The Mets had won 18 of 26 games before they arrived. They had spent 12 days in first place. And their starting pitching had improved. Then, they lost games started by their three most effective starters: Livan Hernandez (4-1), Johan Santana (7-3 after losing Wednesday) and Pelfrey (now 4-2). And they were outscored, 22-12, by a team that, before the third game, ranked 12th in the National League in runs.
It wasn't only the rotation and Putz's elbow that undermined them. And that's what troubled Carlos Beltran enough to abandon the usual postgame diplomacy and snipe at the Pirates as he expressed his dissatisfaction with the Mets' circumstances.
"I know they're a big league team," he said. "But we're better than them. We're better than them. We know we're better than them.
"I don't know about anybody else, but being swept, I feel embarrassed, us coming here and losing three games, three games with this team.
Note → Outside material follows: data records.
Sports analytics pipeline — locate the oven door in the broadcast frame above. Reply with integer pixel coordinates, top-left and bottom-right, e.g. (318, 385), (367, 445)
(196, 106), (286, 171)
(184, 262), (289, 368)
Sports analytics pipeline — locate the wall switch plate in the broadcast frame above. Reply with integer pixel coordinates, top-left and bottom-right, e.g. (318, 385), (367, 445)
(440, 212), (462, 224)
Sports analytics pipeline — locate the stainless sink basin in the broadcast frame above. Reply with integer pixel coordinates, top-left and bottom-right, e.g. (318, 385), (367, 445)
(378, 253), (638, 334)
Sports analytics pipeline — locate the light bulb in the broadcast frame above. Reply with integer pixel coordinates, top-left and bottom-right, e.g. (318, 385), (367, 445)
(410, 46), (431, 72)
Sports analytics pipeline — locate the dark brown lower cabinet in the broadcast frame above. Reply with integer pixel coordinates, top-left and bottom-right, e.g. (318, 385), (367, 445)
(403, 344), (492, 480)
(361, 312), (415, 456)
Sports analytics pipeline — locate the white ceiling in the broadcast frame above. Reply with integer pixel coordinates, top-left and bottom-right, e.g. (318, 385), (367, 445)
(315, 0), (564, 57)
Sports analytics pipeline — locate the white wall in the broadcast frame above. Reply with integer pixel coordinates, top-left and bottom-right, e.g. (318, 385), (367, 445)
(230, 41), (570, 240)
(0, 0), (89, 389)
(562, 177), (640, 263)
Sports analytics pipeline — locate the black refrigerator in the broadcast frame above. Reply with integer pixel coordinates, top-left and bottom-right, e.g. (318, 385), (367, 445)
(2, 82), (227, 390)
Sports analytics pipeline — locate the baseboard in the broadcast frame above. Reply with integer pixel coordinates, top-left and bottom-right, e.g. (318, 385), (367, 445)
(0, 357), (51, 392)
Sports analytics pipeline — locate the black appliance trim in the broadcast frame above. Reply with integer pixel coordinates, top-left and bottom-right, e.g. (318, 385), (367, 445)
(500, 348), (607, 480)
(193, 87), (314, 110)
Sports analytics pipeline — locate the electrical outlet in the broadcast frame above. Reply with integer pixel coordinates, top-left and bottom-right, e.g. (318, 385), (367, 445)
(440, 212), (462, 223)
We have to play better, no doubt. We have to take this personal. It can't happen."
But it did. The Mets were swept in three games here for the first time since September 2006. Then, the sweep delayed their clinching the division championship. PNC stood for "Pour No Champagne." This time, the sweep may be another indication that champagne is unlikely. So many things are going wrong -- injuries to Jose Reyes, Carlos Delgado, Ryan Church. And who knows what will be found when Putz's elbow is examined?
"Hopefully, this turns around," David Wright said. "Our best shot is to get the regular guys back and put this behind us. Our bats came alive today, so that's a good sign."
Wright, who had one hit and eight strikeouts in 20 previous at-bats before Thursday, had two hits, a walk and an RBI. Beltran hit his seventh home run, a near-home run double and walked in his first three plate appearances after missing 3 1/2 games because of stomach virus. Fernando Martinez had two hits and an RBI.
But the Pirates had 13 hits, 12 singles, four walks, and a hit batsman and scored three more runs than they had at Citi Field last month.
That sweep was part of a seven-game winning streak that bouyed the Mets and underscored their aspirations.
"We were playing so well, then we fell flat in Pittsburgh," Wright said. "Now, we have to move forward and play better baseball in D.C."
Marty Noble is a reporter for MLB.com. This story was not subject to the approval of Major League Baseball or its clubs.